Today’s two-sol plan starts with ChemCam observation of the targets “Queyon” and “Longa Skerry” to characterize the various textures and diagenetic features present in the bedrock. Then Mastcam will acquire a multispectral observation of “St. Andrew Square” to assess some interesting color variations, and later in the afternoon MAHLI will take a closer look at targets named “Nugarth” and “Kleber.” The second sol includes a ChemCam observation of “Backagord” and a number of environmental monitoring observations to search for dust devils and monitor the dust content of the atmosphere. Then Curiosity will drive to the north to get back into smoother terrain, followed by imaging to prepare for targeting in the next plan. The next morning Curiosity will acquire a ChemCam passive sky survey to assess water vapor and dust in the atmosphere.

It’s been an exciting 3,000 sols so far, and I look forward to seeing what else we’ll discover as Curiosity continues to climb Mt. Sharp. Tonight I’ll be raising a glass to Curiosity and the science and engineering teams that have gotten us this far!

January 8, 2021

Sols 2996-2998: Retracing Our Steps

Written by Abigail Fraeman, Planetary Geologist at NASA's Jet Propulsion Laboratory
Mars terrain as seen by the Front Hazard Avoidance Camera

"Hazcam the scuff on top of a scuff," is an image taken by Front Hazard Avoidance Camera onboard NASA's Mars rover Curiosity on Sol 2995. Credit: NASA/JPL-Caltech. Download image ›

As we were finishing up our measurements at the “Sands of Forvie,” we decided to give the sand one last good kick – er, scuff – on our way out. We received images of the new scuff this morning, and it gives us an even closer look into the ripple’s interior, which will help us understand its structure. After the scuff, we planned to retrace our steps and get in position to study some rocks we’d seen from our previous sol 2977 parking location. This morning, we were happy to see the small rocks we had been targeting were indeed in our workspace. I think it’s really amazing that the rover drivers were able to place Curiosity in front of these centimeter sized objects completely autonomously AFTER scuffing the sand and then driving more than 20 m over Martian sand and rocks.

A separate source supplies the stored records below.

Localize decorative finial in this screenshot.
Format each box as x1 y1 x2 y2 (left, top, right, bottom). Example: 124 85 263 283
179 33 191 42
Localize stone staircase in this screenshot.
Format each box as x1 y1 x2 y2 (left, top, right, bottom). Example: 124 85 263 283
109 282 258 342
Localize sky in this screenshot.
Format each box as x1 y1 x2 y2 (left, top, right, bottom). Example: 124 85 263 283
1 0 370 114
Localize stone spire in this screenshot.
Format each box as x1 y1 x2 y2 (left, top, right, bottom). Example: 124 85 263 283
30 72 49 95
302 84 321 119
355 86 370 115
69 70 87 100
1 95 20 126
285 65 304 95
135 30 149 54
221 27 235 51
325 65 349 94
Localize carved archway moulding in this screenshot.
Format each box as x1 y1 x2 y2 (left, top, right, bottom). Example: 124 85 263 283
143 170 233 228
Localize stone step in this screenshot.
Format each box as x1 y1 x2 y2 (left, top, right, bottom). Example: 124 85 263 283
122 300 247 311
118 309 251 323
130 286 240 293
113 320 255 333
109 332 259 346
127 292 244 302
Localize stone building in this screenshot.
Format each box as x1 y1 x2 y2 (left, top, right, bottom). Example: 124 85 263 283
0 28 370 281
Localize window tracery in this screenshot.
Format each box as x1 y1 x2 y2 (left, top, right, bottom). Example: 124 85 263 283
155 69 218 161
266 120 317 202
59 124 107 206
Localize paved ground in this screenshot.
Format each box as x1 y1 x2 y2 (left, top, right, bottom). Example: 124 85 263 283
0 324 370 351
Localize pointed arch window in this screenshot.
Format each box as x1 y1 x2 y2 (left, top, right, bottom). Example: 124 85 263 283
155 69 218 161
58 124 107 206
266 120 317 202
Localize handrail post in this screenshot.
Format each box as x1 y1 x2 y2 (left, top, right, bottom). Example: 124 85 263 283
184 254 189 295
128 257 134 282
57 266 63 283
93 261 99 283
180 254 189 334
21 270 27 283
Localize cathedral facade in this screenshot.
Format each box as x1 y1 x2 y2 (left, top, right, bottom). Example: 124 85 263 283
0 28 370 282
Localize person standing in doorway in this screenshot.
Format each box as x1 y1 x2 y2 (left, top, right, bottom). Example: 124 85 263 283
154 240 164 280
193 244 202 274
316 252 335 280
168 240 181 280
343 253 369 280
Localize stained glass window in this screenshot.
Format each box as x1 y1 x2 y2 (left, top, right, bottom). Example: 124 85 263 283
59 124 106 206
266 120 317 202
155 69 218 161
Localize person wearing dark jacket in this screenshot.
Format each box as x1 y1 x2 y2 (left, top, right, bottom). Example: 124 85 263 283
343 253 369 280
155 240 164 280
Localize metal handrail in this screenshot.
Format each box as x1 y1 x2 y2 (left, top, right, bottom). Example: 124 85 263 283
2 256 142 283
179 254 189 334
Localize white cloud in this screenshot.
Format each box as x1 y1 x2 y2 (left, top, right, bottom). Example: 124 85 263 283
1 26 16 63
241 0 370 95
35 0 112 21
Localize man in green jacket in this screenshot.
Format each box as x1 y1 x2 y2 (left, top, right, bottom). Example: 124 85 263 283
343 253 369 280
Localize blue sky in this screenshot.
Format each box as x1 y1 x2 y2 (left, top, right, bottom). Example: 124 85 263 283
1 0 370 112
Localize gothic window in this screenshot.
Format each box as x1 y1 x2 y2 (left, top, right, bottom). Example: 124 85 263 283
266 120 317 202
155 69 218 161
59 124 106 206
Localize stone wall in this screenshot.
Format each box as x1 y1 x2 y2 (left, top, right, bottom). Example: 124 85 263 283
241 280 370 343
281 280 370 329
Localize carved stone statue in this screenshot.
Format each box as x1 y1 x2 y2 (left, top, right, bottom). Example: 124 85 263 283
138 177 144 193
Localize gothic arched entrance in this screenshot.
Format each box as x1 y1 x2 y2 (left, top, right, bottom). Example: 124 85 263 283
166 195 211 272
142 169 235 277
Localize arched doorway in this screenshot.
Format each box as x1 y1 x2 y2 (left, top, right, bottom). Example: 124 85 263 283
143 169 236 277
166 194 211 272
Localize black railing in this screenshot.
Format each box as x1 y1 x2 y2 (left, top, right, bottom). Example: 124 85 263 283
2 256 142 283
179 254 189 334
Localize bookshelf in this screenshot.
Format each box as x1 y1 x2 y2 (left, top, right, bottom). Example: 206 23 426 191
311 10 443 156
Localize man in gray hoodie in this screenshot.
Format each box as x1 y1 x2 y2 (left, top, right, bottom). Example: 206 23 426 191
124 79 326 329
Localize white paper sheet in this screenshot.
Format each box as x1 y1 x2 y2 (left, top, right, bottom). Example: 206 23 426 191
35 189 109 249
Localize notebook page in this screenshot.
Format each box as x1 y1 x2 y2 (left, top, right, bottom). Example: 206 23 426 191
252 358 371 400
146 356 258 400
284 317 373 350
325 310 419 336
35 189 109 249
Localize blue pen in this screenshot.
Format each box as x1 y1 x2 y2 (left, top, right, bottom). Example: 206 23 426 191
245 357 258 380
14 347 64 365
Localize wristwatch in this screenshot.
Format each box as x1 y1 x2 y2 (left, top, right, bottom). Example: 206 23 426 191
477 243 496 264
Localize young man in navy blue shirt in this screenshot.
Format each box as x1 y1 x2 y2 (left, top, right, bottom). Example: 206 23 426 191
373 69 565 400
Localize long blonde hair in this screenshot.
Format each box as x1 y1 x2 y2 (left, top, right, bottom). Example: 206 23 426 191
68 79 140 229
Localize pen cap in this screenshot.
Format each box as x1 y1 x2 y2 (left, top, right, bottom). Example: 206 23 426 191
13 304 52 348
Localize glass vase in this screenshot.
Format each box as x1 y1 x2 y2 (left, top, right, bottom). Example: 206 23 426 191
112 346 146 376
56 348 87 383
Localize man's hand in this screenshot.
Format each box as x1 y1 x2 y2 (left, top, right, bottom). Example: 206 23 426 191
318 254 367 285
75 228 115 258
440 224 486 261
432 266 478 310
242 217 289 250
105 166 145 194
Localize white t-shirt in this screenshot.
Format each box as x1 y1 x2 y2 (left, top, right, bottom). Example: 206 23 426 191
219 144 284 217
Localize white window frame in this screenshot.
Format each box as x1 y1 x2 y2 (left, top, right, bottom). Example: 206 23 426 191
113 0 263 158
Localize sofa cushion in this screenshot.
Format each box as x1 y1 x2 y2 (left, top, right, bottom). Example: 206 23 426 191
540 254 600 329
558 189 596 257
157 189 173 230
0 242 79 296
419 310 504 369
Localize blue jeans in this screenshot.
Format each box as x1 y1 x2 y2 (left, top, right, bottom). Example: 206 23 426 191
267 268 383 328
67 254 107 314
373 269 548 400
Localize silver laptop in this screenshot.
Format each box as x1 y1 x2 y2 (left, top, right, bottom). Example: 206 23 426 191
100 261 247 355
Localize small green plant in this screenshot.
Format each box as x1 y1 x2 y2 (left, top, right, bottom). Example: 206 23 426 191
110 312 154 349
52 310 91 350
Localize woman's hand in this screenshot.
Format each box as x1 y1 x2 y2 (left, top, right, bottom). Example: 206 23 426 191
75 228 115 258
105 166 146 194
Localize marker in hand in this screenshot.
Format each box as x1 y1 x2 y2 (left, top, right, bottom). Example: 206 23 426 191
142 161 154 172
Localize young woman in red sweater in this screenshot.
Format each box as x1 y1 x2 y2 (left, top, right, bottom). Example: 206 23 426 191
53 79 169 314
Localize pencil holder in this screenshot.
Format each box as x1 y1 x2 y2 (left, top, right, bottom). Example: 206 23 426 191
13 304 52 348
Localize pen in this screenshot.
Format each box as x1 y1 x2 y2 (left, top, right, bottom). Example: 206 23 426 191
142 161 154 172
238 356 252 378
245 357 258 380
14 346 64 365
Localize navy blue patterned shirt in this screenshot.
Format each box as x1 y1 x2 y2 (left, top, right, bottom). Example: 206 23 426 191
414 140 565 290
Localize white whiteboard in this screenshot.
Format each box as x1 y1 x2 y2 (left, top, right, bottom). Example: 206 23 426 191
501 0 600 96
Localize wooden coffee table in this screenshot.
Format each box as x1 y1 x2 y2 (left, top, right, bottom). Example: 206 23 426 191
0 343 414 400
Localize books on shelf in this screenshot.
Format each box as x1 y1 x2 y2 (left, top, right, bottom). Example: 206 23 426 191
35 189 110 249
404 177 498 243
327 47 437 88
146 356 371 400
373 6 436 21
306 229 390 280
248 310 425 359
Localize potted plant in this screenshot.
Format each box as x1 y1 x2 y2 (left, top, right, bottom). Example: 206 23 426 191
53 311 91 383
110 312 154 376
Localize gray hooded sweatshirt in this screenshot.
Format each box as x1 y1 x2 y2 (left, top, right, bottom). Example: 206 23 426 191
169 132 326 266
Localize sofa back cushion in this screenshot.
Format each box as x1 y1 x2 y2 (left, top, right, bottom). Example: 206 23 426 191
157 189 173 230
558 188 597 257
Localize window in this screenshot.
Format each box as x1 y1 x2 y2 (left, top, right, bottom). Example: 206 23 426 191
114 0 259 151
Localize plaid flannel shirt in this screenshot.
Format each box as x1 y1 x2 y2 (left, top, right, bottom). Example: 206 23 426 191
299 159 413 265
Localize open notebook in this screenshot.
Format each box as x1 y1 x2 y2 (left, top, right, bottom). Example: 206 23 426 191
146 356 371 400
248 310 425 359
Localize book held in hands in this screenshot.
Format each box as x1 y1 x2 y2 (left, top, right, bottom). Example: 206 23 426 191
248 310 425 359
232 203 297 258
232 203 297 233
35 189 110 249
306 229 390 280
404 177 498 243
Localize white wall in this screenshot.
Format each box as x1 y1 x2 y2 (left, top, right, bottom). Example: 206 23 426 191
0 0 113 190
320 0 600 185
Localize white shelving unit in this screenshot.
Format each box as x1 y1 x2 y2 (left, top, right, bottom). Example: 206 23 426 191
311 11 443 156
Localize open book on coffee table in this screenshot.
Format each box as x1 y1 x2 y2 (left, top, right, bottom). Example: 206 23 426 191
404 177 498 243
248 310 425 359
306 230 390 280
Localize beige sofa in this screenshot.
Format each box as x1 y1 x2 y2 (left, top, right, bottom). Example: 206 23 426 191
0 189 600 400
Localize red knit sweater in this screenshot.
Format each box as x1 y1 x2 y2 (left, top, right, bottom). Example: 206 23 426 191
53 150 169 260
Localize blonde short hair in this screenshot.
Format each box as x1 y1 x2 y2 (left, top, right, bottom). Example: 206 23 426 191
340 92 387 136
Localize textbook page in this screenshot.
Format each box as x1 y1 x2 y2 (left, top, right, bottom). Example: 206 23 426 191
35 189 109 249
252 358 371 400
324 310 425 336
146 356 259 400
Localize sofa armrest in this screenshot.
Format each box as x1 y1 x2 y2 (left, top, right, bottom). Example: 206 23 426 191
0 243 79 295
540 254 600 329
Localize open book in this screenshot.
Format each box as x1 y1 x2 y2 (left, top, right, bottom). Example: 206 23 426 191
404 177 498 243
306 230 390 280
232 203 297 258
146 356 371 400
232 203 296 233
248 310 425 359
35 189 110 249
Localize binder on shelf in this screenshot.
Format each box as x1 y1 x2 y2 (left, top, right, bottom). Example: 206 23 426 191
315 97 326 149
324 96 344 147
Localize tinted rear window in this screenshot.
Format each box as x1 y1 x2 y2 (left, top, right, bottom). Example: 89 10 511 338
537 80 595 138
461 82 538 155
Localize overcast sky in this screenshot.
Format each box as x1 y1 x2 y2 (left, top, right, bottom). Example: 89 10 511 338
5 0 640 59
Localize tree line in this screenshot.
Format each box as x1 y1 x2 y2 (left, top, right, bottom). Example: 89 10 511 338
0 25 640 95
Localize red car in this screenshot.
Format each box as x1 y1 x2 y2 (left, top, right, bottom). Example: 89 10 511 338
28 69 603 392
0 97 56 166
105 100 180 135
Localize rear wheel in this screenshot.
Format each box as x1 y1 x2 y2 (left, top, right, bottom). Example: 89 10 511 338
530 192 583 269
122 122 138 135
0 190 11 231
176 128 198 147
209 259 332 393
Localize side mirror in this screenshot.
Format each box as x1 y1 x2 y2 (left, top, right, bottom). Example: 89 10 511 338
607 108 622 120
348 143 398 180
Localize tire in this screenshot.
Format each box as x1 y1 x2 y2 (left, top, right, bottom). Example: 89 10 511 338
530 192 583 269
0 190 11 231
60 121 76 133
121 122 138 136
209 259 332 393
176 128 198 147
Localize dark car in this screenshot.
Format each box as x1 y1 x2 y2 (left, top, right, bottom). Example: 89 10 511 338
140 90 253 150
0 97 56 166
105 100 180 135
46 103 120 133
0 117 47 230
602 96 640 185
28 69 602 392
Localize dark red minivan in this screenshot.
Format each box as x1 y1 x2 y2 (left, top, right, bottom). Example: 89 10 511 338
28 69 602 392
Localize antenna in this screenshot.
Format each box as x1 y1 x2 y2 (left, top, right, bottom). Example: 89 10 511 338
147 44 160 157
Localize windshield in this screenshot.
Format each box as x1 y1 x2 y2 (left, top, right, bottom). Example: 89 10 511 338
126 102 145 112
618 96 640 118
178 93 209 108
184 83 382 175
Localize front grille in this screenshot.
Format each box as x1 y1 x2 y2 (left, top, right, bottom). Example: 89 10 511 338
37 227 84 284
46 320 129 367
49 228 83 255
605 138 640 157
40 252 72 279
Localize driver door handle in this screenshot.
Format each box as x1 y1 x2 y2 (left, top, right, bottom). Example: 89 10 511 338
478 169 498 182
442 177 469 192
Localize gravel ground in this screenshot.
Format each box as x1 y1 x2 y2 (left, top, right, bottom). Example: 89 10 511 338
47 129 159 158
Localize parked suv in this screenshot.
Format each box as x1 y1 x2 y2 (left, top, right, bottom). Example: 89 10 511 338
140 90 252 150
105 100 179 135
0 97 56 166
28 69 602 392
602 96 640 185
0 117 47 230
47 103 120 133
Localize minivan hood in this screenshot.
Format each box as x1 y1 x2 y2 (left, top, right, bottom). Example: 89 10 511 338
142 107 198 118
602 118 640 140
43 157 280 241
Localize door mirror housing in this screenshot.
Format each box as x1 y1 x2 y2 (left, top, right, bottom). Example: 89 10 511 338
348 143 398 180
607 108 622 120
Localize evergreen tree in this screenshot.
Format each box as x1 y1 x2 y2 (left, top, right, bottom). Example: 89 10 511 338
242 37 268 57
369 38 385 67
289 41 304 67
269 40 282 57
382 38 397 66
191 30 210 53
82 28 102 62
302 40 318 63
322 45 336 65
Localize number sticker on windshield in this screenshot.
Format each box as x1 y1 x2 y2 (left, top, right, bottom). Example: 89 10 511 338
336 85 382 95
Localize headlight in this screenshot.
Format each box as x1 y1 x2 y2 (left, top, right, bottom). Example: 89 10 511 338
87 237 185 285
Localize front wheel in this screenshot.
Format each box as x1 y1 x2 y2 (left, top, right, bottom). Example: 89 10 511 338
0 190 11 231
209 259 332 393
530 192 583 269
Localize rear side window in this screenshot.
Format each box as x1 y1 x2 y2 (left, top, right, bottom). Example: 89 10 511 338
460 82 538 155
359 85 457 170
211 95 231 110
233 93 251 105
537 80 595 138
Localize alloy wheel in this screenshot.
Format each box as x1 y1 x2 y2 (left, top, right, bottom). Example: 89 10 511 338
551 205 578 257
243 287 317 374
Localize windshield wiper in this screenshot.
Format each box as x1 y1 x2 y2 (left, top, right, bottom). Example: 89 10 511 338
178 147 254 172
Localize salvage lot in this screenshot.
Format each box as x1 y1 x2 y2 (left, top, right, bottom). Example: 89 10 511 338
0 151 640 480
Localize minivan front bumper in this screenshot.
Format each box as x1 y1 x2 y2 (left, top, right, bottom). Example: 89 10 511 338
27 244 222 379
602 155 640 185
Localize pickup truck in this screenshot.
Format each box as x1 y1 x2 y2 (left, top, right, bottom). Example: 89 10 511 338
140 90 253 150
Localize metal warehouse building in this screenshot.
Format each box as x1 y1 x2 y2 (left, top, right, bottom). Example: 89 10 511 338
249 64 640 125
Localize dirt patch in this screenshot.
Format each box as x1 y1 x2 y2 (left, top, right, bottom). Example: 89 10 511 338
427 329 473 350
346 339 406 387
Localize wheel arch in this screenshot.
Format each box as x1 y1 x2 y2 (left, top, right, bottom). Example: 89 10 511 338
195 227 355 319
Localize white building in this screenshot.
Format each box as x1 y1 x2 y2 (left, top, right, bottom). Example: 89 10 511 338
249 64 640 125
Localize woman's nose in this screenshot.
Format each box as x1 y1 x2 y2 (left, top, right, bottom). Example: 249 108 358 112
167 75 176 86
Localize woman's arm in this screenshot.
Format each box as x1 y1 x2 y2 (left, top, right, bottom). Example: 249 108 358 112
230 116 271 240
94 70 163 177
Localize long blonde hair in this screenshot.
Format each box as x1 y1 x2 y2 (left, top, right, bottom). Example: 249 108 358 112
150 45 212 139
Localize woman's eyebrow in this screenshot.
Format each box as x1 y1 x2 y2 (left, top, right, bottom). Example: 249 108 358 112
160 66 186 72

Today we planned MAHLI and APXS observations on two rocks in our workspace, and we named the spots we observed “Nugarth” and “Kleber.” We’re also going to study the rock with the Kleber target in two additional places using ChemCam, and we named these new spots “St. Andrew’s Square,” and “St. Vigeans.” We’ll finish up our characterization with some multispectral observations that will tell us about the color properties of the rocks, and in addition to more targeted Mastcam mosaics to observe other features in the area in color at high resolution. Finally, we’ll take some long distance RMI mosaics looking higher up Mt. Sharp and perform a variety of environmental science observations, including studying the composition of the atmosphere using SAM. After completing our observation, we’ll pack up and hit the road once more, driving more than 60 meters back to our strategic route and onwards to the sulfate unit!